Simcyp Limited (a Certara Company), Blades Enterprise Centre, John Street, Sheffield, S2 4SU, UK.
Centre for Applied Pharmacokinetic Research, University of Manchester, Manchester, UK.
Clin Pharmacokinet. 2018 Sep;57(9):1149-1171. doi: 10.1007/s40262-017-0618-1.

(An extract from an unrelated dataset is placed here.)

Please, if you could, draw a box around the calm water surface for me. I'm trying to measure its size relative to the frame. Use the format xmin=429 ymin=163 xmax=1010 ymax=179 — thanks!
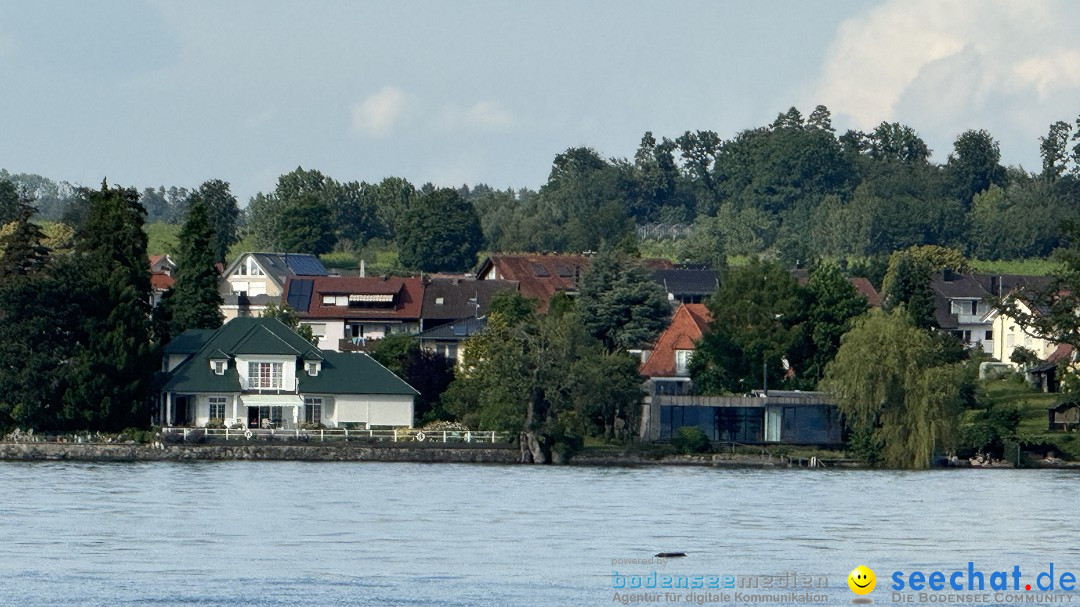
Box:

Postulating fetal exposure to xenobiotics has been based on animal studies; however, inter-species differences can make this problematic. Physiologically-based pharmacokinetic models may capture the rapid changes in anatomical, biochemical, and physiological parameters during fetal growth over the duration of pregnancy and help with interpreting laboratory animal data. However, these models require robust information on the longitudinal variations of system parameter values and their covariates.

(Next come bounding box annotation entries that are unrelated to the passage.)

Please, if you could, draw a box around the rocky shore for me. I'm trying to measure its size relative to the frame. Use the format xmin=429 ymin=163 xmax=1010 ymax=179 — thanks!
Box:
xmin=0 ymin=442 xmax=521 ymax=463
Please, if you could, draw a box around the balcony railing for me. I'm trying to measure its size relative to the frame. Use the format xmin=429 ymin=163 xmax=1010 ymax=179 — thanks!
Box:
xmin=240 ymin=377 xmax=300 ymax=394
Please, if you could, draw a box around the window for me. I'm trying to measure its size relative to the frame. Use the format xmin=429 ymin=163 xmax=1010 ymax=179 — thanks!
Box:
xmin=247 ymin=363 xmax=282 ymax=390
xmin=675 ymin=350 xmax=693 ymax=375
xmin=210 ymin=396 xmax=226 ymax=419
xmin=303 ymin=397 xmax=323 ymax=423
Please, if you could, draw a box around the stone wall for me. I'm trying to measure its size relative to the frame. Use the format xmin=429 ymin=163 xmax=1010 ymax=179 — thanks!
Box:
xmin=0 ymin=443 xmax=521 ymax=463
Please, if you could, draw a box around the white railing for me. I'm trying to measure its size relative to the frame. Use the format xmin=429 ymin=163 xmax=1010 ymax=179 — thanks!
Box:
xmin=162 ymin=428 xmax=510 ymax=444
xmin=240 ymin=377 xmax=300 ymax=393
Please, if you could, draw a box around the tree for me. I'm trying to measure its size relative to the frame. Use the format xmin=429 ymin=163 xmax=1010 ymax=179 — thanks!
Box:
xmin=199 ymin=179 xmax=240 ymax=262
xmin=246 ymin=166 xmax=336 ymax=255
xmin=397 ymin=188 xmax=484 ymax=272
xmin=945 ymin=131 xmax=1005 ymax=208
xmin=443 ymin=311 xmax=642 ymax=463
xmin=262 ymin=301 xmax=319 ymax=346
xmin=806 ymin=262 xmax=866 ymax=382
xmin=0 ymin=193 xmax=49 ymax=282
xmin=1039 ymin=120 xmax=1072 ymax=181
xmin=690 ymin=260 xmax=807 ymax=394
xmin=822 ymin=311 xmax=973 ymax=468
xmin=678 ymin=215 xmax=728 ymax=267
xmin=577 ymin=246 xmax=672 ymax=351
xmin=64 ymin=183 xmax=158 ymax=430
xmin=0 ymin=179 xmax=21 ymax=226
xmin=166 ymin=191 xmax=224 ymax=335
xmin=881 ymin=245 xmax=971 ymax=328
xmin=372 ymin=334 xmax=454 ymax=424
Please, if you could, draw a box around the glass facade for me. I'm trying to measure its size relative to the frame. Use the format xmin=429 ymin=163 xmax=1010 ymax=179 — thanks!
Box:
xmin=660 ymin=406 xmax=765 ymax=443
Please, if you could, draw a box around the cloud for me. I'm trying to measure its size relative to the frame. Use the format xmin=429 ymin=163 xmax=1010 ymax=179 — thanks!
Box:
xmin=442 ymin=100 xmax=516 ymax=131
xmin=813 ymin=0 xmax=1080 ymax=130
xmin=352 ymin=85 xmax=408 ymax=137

The objective of this study was to present an extensive analysis and integration of the available biometric data required for creating a virtual human fetal population by means of equations that define the changes of each parameter with gestational age.
A comprehensive literature search was carried out on the parameters defining the growth of a fetus during in-utero life including weight, height, and body surface area in addition to other indices of fetal size, body fat, and water. Collated data were assessed and integrated through a meta-analysis to develop mathematical algorithms to describe growth with fetal age.
Data for the meta-analysis were obtained from 97 publications, of these, 15 were related to fetal height or length, 32 to fetal weight, 4 to fetal body surface area, 8 to crown length, 5 to abdominal circumference, 12 to head circumference, 14 to body fat, and 12 to body water. Various mathematical algorithms were needed to describe parameter values from the time of conception to birth.
The collated data presented in this article enabled the development of mathematical functions to describe fetal biometry and provide a potentially useful resource for building anthropometric features of fetal physiologically-based pharmacokinetic models.
推测胎儿暴露于外源性化学物质的依据是来自于动物研究;然而,种间差异使得这种推断变得很复杂。基于生理学的药代动力学模型可以捕捉到在妊娠期间胎儿生长过程中解剖学、生物化学和生理学参数的快速变化,并有助于解释实验室动物数据。然而,这些模型需要关于系统参数值及其协变量的纵向变化的可靠信息。
本研究的目的是提出一种广泛的分析和整合,以便通过定义每个参数随胎龄变化的方程,创建一个虚拟的人类胎儿群体所需的可用生物计量学数据。
对定义胎儿在子宫内生命期间生长的参数进行了全面的文献检索,包括体重、身高和体表面积,以及其他胎儿大小、体脂和水的指数。整理的数据通过荟萃分析进行评估和整合,以开发描述与胎龄相关的生长的数学算法。
荟萃分析的数据来自 97 篇出版物,其中 15 篇与胎儿身高或长度有关,32 篇与胎儿体重有关,4 篇与胎儿体表面积有关,8 篇与头长有关,5 篇与腹围有关,12 篇与头围有关,14 篇与体脂有关,12 篇与体水有关。需要使用各种数学算法来描述从受孕到出生的参数值。
本文中整理的数据使能够开发描述胎儿生物计量学的数学函数,并为构建基于生理学的药代动力学模型的胎儿人体测量特征提供了一个潜在有用的资源。